Saat itu di depan kader Golkar, Bahlil meminta agar kader tidak bermain-main dengan raja Jawa karena bisa memunculkan celaka.

Adapun mengenai peradilan politik, Feri mengatakan peradilan seperti itu lumrah dalam peradaban politik ketatanegaraan.

“Selalu dianggap perbuatan yang zalim karena raja atau penguasa tidak nyaman dengan perbedaan cara pandang dan melakukan berbagai cara untuk menghentikan lawan politik,” kata Feri menjelaskan.

Tom Lembong: Aneh Bagi Saya

TOM LEMBONG - Terdakwa korupsi impor gula eks Mendag Tom Lembong di PN Tipikor Jakarta, Senin (14/7/2025). Hakim menjatuhkan vonis 4,5 tahun penjara kepada Menteri Perdagangan (Mendag) 2015-2016 tersebut.
TOM LEMBONG - Terdakwa korupsi impor gula eks Mendag Tom Lembong di PN Tipikor Jakarta, Senin (14/7/2025). Hakim menjatuhkan vonis 4,5 tahun penjara kepada Menteri Perdagangan (Mendag) 2015-2016 tersebut. ( Rahmat W Nugraha)

Menteri Perdagangan (Mendag) 2015-2016, Thomas Trikasih Lembong  atau Tom Lembong mengungkapkan opininya kepada awak media terkait vonis yang dia terima.

Kata Tom, putusan majelis hakim janggal karena sepenuhnya mengabaikan kewenangan Menteri Perdagangan yang saat itu dia jabat.

“Kedua, yang sedikit, bukan sedikit ya, lebih dari sedikit janggal atau aneh bagi saya, sih ya, majelis mengesampingkan wewenang saya sebagai Menteri Perdagangan,” kata Tom. 

Tom mengatakan, undang-undang, peraturan pemerintah, dan semua peraturan perundang-undangan terkait jelas memberikan mandat kepadanya sebagai Mendag dalam tata niaga bahan pokok.

Namun, setelah dicermati, putusan majelis hakim mengabaikan seorang Mendag. Ia lantas menyimpulkan bahwa majelis hakim mengabaikan hampir semua fakta persidangan.

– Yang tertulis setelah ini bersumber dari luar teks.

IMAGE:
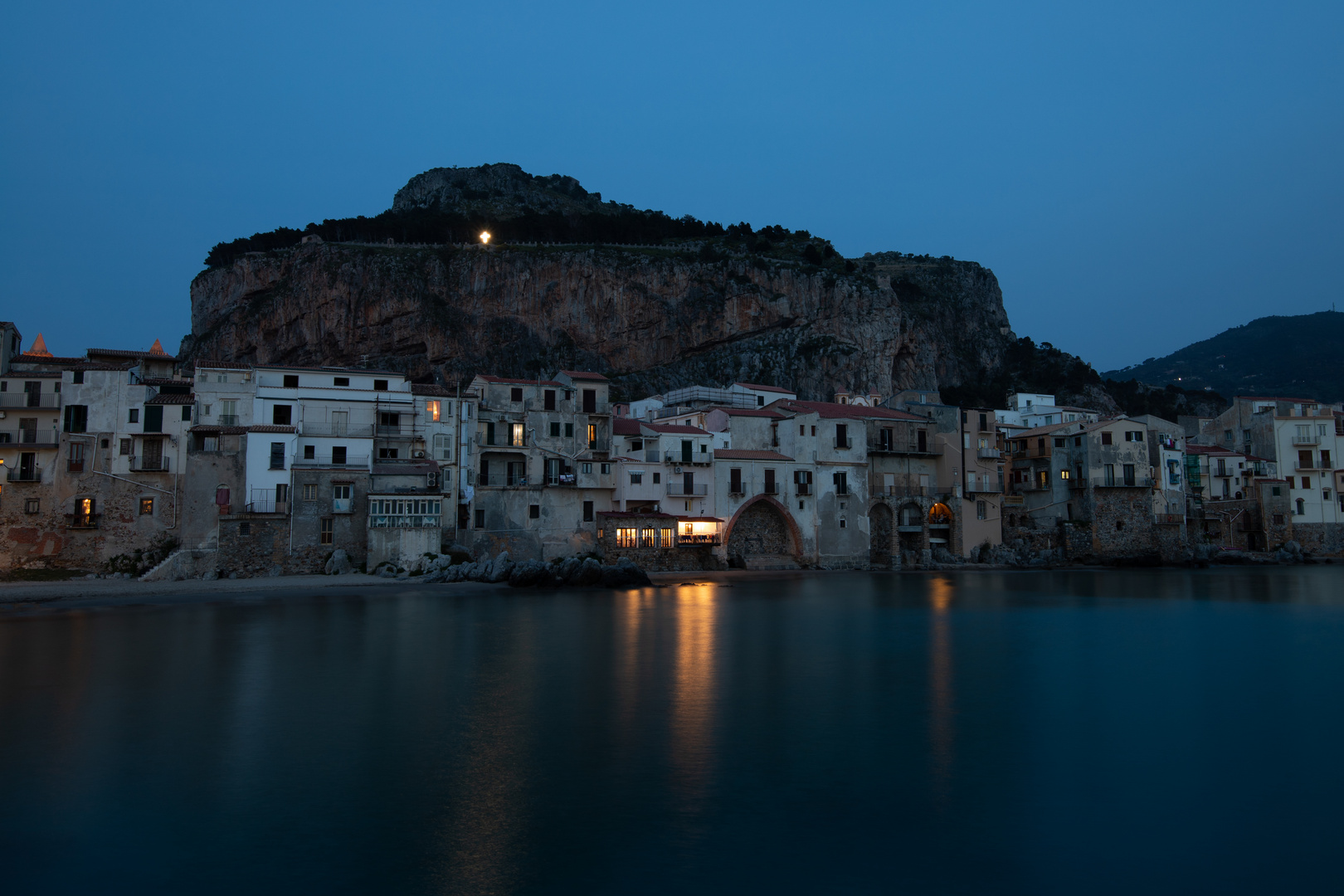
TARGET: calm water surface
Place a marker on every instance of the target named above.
(1053, 733)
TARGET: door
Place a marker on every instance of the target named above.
(153, 455)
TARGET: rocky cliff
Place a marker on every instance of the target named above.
(769, 306)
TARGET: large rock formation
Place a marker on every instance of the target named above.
(652, 319)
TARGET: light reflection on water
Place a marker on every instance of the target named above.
(1054, 733)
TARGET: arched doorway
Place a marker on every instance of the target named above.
(879, 536)
(940, 527)
(760, 536)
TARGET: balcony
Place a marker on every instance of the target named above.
(327, 460)
(30, 437)
(353, 430)
(500, 481)
(266, 505)
(27, 399)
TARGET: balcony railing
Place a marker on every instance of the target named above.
(500, 481)
(30, 437)
(327, 460)
(266, 505)
(27, 399)
(353, 430)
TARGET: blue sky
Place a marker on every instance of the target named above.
(1138, 176)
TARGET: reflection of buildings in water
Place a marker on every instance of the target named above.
(941, 699)
(694, 692)
(485, 826)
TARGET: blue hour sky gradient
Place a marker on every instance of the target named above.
(1138, 176)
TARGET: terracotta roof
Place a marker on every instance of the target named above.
(747, 411)
(514, 381)
(745, 455)
(125, 353)
(46, 359)
(834, 410)
(675, 429)
(628, 514)
(431, 388)
(767, 388)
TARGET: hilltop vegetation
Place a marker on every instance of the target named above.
(1298, 356)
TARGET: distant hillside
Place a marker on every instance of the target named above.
(1294, 356)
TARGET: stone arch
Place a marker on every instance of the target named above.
(880, 531)
(762, 525)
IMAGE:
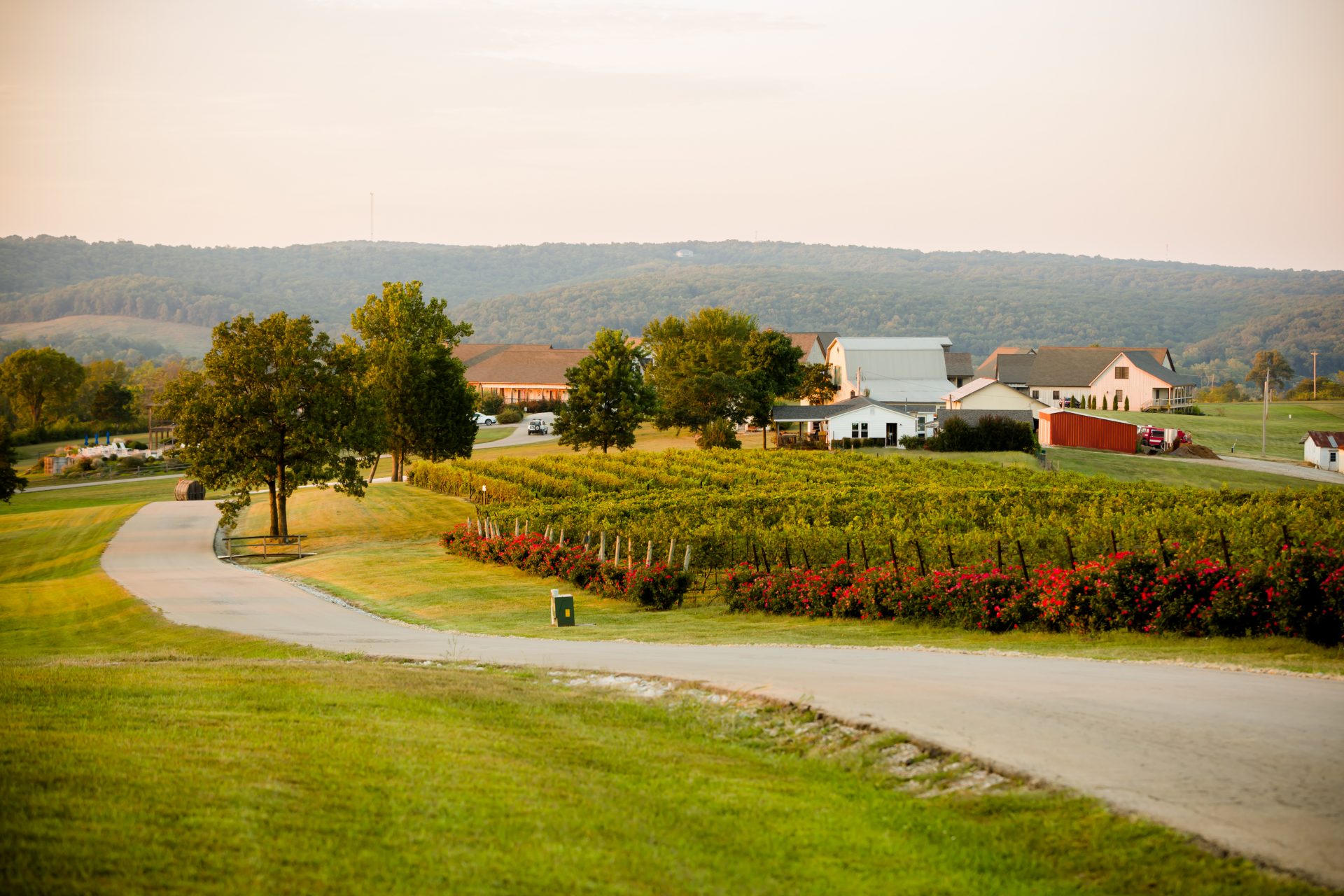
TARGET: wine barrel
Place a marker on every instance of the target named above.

“Terutama keterangan saksi ahli bahwa yang berwenang adalah menteri teknis bukan Menko, bukan juga rakor (rapat koordinasi) pada menteri sebagai sebuah forum koordinasi, tapi tanggung jawab wewenang untuk mengatur, sektor teknis tetap melekat pada kementerian teknis,” ujarnya. 

Ia mencontohkan produk hukum setingkat menteri koordinator (menko) yang mengatur detail persoalan pertanian.

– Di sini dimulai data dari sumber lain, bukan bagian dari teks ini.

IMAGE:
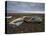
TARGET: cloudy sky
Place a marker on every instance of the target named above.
(20, 7)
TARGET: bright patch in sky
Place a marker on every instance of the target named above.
(15, 6)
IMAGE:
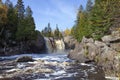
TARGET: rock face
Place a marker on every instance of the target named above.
(37, 45)
(34, 46)
(24, 59)
(105, 53)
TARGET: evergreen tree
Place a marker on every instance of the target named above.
(20, 9)
(100, 19)
(26, 30)
(89, 5)
(12, 19)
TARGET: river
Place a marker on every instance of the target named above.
(48, 67)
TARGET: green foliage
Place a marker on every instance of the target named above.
(20, 9)
(16, 24)
(26, 27)
(97, 20)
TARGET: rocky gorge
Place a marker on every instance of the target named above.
(105, 53)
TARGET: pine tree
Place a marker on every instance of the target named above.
(12, 19)
(89, 6)
(26, 28)
(20, 9)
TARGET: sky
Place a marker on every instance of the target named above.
(61, 12)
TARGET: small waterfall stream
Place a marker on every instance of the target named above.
(54, 45)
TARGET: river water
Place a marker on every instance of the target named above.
(53, 66)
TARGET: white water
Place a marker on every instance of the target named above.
(54, 45)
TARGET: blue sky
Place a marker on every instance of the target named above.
(61, 12)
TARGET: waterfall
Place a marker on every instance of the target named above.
(60, 45)
(54, 45)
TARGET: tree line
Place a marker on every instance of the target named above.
(16, 23)
(48, 32)
(97, 19)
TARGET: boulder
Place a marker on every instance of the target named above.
(38, 45)
(24, 59)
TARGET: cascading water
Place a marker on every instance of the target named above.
(49, 46)
(54, 45)
(60, 46)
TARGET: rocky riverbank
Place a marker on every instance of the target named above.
(105, 53)
(48, 67)
(33, 46)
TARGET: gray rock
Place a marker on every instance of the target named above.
(103, 54)
(24, 59)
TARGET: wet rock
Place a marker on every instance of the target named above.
(24, 59)
(103, 53)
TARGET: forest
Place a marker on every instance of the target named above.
(97, 19)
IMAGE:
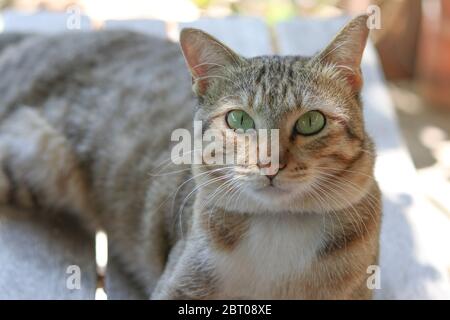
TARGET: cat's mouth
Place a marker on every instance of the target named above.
(272, 188)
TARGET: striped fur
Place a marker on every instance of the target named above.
(87, 130)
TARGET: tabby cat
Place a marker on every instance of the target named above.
(85, 127)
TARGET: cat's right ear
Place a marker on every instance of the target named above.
(206, 58)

Masalah pertanian diatur sendiri oleh Menteri Pertanian sebagaimana persoalan perindustrian menjadi kewenangan Menteri Perindustrian.

“Jadi itu kejanggalan yang cukup besar bagi saya ya, majelis mengabaikan mandat, undang-undang, wewenang, yang melekat pada menteri teknis dan kepada forum rakor apalagi kepada Menko, menteri koordinator,” tutur Tom.